Tra erba, sassi e rovi, farfalla venne al mondo,
ancor con l’ali chiuse fuggì su piè la serpe
e appresso alzata in aria, un corvo in volo tondo
la vide e chiuso l’ali planò su quelle sterpe.
Parve la fin vicina ma più vicin fu torre
e vista una fessura entrò nel marmo bianco.

Ma il Re dal nero manto nel tetto volle porre
la sua novella casa ed ei non fu mai stanco
di là volar attorno, mirando tra le giunte,
a quel boccon sfuggito, sì salvo ma romito.

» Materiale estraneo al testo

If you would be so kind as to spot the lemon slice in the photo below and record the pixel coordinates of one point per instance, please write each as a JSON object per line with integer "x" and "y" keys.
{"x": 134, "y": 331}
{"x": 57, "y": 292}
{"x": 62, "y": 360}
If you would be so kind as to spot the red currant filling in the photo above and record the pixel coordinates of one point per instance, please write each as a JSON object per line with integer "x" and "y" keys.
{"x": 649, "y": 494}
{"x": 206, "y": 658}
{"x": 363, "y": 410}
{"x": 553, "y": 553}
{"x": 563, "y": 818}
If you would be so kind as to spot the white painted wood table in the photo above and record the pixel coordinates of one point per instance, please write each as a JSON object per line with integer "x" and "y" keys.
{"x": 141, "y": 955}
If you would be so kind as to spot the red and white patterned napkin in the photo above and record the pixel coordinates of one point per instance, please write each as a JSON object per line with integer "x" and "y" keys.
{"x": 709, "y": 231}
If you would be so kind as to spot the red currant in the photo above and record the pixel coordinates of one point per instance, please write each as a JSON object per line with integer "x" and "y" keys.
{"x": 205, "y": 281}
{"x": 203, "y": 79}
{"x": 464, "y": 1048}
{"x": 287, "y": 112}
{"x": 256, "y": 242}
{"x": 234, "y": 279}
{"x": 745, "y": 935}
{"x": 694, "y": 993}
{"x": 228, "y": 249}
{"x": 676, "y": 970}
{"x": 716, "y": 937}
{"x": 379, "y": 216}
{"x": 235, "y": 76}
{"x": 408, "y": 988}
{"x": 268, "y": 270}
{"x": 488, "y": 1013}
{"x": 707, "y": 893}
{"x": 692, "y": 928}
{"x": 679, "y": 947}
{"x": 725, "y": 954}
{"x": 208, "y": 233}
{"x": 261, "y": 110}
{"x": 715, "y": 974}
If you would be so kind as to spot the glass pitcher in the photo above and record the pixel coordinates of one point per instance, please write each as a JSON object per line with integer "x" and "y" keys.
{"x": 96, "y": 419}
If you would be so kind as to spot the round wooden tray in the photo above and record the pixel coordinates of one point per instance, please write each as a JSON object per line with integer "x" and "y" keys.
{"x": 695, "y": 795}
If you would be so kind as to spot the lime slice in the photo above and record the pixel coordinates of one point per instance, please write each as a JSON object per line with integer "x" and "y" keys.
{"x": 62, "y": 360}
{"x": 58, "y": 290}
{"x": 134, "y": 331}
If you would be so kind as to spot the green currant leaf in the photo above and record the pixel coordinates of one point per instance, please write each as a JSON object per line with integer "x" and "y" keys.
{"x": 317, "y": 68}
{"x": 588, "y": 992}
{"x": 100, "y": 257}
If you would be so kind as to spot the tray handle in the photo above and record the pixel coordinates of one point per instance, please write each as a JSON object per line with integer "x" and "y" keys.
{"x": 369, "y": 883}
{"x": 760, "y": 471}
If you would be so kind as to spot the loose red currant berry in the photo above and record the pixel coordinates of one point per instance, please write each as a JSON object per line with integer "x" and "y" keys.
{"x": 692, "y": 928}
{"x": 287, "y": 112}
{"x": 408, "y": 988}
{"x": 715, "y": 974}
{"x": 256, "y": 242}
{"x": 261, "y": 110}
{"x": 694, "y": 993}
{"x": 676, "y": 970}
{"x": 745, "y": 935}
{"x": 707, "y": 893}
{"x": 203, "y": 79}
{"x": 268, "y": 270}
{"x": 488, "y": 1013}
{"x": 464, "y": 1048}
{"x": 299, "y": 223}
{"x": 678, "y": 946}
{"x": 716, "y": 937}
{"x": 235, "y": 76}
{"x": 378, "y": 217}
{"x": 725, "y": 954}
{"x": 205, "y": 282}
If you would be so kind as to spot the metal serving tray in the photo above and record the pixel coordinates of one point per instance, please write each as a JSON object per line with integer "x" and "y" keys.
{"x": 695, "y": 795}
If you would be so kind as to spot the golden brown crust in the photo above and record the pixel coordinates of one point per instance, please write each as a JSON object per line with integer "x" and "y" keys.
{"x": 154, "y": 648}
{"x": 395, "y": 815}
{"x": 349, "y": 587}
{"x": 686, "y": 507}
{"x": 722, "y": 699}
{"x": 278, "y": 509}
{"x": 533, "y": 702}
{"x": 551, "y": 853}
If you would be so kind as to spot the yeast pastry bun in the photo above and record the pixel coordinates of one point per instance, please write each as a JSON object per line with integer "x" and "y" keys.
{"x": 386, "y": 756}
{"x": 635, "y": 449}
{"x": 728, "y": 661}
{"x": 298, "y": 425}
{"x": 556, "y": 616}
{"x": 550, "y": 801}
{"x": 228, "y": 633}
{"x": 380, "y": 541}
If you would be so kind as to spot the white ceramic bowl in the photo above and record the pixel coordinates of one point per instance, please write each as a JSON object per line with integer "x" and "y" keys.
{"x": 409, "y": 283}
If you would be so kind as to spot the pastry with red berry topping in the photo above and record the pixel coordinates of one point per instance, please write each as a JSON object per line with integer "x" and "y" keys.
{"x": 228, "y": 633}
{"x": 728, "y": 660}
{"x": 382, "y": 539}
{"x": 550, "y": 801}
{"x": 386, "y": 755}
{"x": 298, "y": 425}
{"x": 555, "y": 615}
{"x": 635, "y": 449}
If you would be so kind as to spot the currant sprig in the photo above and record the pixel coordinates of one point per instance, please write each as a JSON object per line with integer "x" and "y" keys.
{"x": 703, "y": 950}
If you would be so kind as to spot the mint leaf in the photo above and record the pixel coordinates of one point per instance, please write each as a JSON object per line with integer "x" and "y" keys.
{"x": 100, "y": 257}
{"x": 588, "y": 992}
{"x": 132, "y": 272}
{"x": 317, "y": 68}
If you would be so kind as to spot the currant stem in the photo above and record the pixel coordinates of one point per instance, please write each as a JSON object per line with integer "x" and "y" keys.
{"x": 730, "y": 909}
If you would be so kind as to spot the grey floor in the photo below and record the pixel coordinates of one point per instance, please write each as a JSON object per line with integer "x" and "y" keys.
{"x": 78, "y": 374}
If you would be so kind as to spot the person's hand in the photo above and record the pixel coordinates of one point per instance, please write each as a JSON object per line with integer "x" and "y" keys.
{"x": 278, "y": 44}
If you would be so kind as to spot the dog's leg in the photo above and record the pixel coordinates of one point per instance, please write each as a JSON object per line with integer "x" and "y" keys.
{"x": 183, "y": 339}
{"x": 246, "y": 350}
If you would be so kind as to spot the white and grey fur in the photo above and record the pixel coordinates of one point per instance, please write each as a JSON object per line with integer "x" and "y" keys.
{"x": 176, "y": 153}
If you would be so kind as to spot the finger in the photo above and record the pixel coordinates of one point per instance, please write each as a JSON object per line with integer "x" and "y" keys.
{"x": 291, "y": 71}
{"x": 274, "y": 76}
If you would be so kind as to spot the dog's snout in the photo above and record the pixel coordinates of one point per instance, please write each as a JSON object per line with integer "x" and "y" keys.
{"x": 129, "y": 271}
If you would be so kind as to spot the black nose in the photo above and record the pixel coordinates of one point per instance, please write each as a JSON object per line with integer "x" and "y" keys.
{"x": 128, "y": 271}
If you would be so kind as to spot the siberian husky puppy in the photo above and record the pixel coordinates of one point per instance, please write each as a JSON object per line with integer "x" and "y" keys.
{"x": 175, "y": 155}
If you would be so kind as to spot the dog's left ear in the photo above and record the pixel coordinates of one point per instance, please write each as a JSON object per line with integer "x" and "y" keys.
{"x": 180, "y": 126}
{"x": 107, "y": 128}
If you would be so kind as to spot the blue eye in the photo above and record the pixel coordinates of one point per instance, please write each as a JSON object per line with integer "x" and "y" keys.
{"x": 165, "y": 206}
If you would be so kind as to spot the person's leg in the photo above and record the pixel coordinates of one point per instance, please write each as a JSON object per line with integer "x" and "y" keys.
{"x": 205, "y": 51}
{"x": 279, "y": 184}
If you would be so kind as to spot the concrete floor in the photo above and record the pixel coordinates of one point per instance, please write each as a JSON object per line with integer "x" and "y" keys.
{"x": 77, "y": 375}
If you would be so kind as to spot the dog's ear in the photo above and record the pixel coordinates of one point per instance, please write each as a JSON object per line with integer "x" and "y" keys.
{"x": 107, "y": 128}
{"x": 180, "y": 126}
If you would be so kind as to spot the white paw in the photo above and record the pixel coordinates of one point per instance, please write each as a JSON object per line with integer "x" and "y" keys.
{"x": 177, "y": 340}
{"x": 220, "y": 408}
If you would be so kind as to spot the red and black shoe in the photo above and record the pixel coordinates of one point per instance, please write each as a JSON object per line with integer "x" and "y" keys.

Reclusa suo malgrado, lontana dalla fonte
vedea le sue sorelle, volar, cercar marito
e vivere quel poco concesso dal guardiano,
che l’un e l’altra cogliea, cibo gradito.
Protetta dalla torre poté pensar lontano
e l’astri, l’enti e tutto alfin le fu elargito.

Cadea dalle sue ali la polvere dorata,
il vol divenne affanno, tra rampe e vuote stanze.
Ben prima della fine, uscita da una grata
s’alzò alta nel cielo, a disegnar le danze.

Sempre a cercar in basso il corvo non la vide
e pur se tu non credi lei gli volò vicino,
ei tosto volse l’occhio ma strano, quella ride!
Più non ha paura e accetta il suo destino.